As expected, the average level of genetic variation (expected heterozygosity, H e , and number of alleles, K) increased with increasing N e . The average H e observed for V k =2 is similar to theoretical predictions [36] which are 0.09, 0.42 and 0.78 for N e values 50, 500, and 5000. The number of alleles does not have a simple expectation under the single-step mutation model, but the observed values are compatible with other results [37]. When V k increases, we observe a trend of decreased genetic variation within each set of simulations with the same N e , and this effect is stronger for K than for H e . For V k  > 2, populations also appear to deviate from the Hardy-Weinberg equilibrium, with larger observed than expected heterozygosity and consequent negative values of the estimated inbreeding coefficient.

The false positives rate (FPR) clearly increases with V k . With V k =2, FPR for the M-ratioft test is either 1% or 0% (indicating probably that this criteria is too conservative) and it varies between 2% and 9% using the M-ratiosim test. For the heterozygosity excess test, the FPR with V k =2 is around the nominal 5% or less, and varies between 0% and 14% for the MSVAR analysis (this analysis being more permissive with large values of genetic variation). Very different results are obtained for V k  > 2 (Table 1 and Figure 2), especially for N e equal or larger than 500 (i.e., when level of polymorphisms is not too low). All or almost all replicates analysed with the M-ratiosim test or with the MSVAR analysis support a bottleneck when V k ≥ 400 and Ne ≥ 500. When the more conservative M-ratioft test or the heterozygosity excess test are applied, the FPR decreases, but never below 21%. For V k =40, i.e., when the ratio between effective and census size is equal to 0.1, FPR can reach values as high as 93% or 97% in the M-ratiosim test and the MSVAR analysis, respectively. Furthermore, we observe a general trend of FPR to increase with N e (Table 1 and Figure 3). This pattern, likely related to the overall level of genetic variation available for the tests and to the ratio between the sample size and N e (which is decreasing when N e increases), deserves further investigation. In summary, with high variation in reproductive variance, the M-ratio and heterozygosity excess tests produce many false positives, and the probability to detect a spurious bottleneck signal tends to increase with increasing effective population size. MSVAR results are in general similar to those obtained with the M-ratiosim test.
https://static-content.springer.com/image/art%3A10.1186%2F1471-2105-14-309/MediaObjects/12859_2013_Article_6115_Fig2_HTML.jpg
Figure 2

The false positive rate (FPR) as a function of the ratio N e / N c under different statistical approaches. FPR refers to simulations with N e  = 2500.
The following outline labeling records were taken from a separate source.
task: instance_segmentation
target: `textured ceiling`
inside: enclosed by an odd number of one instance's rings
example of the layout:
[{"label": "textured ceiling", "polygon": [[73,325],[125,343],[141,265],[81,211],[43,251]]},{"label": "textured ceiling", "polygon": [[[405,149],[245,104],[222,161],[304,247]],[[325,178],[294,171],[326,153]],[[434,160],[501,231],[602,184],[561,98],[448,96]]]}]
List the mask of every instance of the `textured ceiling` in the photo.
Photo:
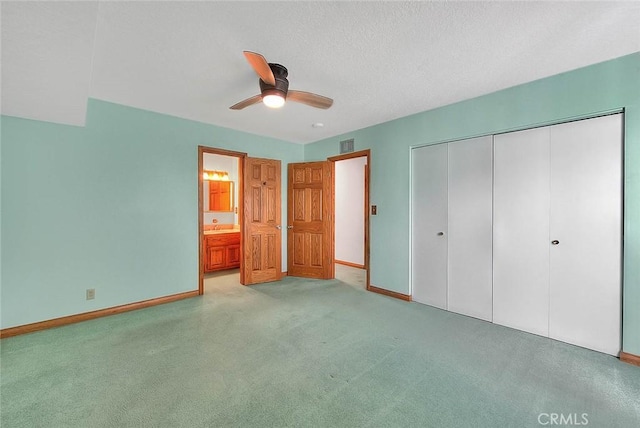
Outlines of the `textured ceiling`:
[{"label": "textured ceiling", "polygon": [[[96,98],[308,143],[640,51],[640,2],[6,2],[2,114]],[[241,111],[243,50],[334,99]],[[322,122],[324,127],[311,125]]]}]

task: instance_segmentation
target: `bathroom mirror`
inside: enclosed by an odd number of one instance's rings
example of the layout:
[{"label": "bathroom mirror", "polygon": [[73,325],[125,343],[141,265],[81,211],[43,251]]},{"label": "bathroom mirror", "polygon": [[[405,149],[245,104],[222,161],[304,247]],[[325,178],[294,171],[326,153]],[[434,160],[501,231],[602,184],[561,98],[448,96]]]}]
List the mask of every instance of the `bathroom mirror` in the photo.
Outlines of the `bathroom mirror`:
[{"label": "bathroom mirror", "polygon": [[204,180],[205,211],[233,212],[233,181]]}]

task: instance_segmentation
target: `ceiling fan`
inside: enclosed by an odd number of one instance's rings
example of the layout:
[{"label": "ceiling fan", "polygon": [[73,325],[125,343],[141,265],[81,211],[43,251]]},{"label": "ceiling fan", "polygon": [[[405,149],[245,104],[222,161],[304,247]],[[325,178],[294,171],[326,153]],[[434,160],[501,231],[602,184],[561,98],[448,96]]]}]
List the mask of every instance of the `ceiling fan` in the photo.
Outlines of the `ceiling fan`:
[{"label": "ceiling fan", "polygon": [[262,101],[267,107],[282,107],[285,100],[295,101],[311,107],[328,109],[333,104],[331,98],[311,92],[289,90],[287,69],[280,65],[267,62],[259,53],[244,51],[244,56],[260,77],[260,94],[240,101],[229,107],[231,110],[242,110]]}]

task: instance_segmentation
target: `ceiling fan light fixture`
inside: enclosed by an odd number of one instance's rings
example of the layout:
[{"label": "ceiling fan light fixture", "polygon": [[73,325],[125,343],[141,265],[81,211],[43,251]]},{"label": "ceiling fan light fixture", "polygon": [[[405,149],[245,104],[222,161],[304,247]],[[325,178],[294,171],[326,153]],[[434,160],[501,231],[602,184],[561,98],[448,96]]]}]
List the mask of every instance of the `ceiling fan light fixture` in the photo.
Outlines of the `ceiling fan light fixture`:
[{"label": "ceiling fan light fixture", "polygon": [[267,107],[280,108],[284,105],[284,97],[280,94],[267,94],[262,97],[262,102]]}]

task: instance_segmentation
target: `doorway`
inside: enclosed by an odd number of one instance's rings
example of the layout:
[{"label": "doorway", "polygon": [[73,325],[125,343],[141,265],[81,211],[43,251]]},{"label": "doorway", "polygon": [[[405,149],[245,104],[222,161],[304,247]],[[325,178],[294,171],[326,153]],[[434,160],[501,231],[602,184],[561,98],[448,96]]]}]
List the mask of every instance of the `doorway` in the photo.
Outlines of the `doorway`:
[{"label": "doorway", "polygon": [[205,275],[242,269],[243,168],[246,153],[198,146],[198,294]]},{"label": "doorway", "polygon": [[335,275],[370,290],[369,173],[371,151],[328,158],[334,162]]}]

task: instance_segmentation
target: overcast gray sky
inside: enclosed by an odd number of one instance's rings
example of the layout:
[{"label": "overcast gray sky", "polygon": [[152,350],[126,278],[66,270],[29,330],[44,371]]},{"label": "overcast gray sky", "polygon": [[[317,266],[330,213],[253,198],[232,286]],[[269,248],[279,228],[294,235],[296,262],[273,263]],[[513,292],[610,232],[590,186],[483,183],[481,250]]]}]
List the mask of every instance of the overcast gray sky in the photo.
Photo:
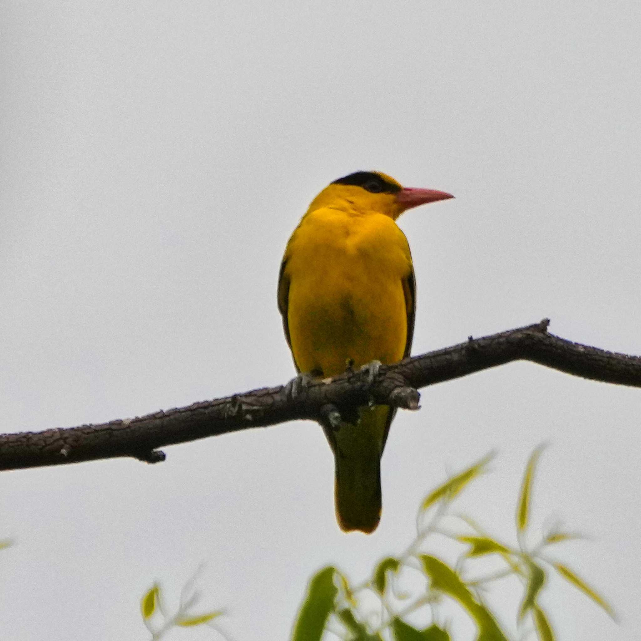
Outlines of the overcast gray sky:
[{"label": "overcast gray sky", "polygon": [[[545,316],[641,353],[638,3],[4,0],[0,26],[3,430],[288,380],[282,252],[316,192],[356,169],[456,196],[399,221],[414,353]],[[535,530],[556,517],[590,534],[558,556],[622,616],[552,579],[559,638],[638,638],[639,390],[516,363],[422,403],[392,426],[369,537],[338,530],[311,423],[154,466],[3,473],[3,638],[146,639],[144,591],[159,579],[171,601],[206,561],[203,607],[228,608],[235,640],[285,638],[315,569],[364,578],[404,548],[424,494],[494,448],[462,508],[510,539],[547,441]]]}]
https://static-content.springer.com/image/art%3A10.1186%2F1471-2105-14-309/MediaObjects/12859_2013_Article_6115_Fig3_HTML.jpg
Figure 3

The false positive rate (FPR) as a function of the effective population size N e under different statistical approaches. FPR refers to simulation with V k  =40.

Additional simulations

Constrained allelic size - Simulations with Ne=500 and V k =2 or 400. When microsatellite alleles exhibit strong size restrictions (only 5 alleles with adjacent number of repeats are possible), the fraction of false positives for the heterozygote excess test increased from 1% to 47% when V k was increased from 2 to 400. This increase in FPR is similar to that observed in the simulations with size-unconstrained loci. However, none of the replicates with high V k with constrained loci produced small and significant M-ratios. The likely explanation is that a reduced allelic range prevents the opening of gaps in the allelic size distribution. In other words, the M-ratio test does not tend to suggest a false signal of a bottleneck when analyzing size-constrained EST microsatellites.

DNA sequence polymorphism - Simulations with N e = 500 and V k = 400. The Tajima’s D distribution, centered around 0 for V k = 2 in case of constant population size and absence of natural selection, is shifted towards positive values, with a mean of 1.24. The FPR, i.e. the fraction of values significantly larger than 0, is 37%. Thus, the Tajima’s D statistics is similarly affected by an increased variance in reproductive success, and would frequently support a population decline or balancing selection when V k >> 2.

Discussion

In many organisms with high fecundity, the contribution of each individual or pair to the next generation can be highly skewed, with few “winners” (i.e. those who produce many offspring) and many “losers” who do not contribute to the gene pool of the next generation. Under this scenario of Sweepstakes Reproductive Success (SRS) [38], the variance in reproductive success (V k ) is larger than assumed by the Wright-Fisher model. Population genetics theory predicts that the ratio of N e (the effective population size) over N c (the census population size) rapidly decreases from one as V k increases. The SRS model is thus considered a likely explanation for the empirical observation that many marine organisms have much lower genetic variation (and therefore N e ) than predicted by their very large N c [39].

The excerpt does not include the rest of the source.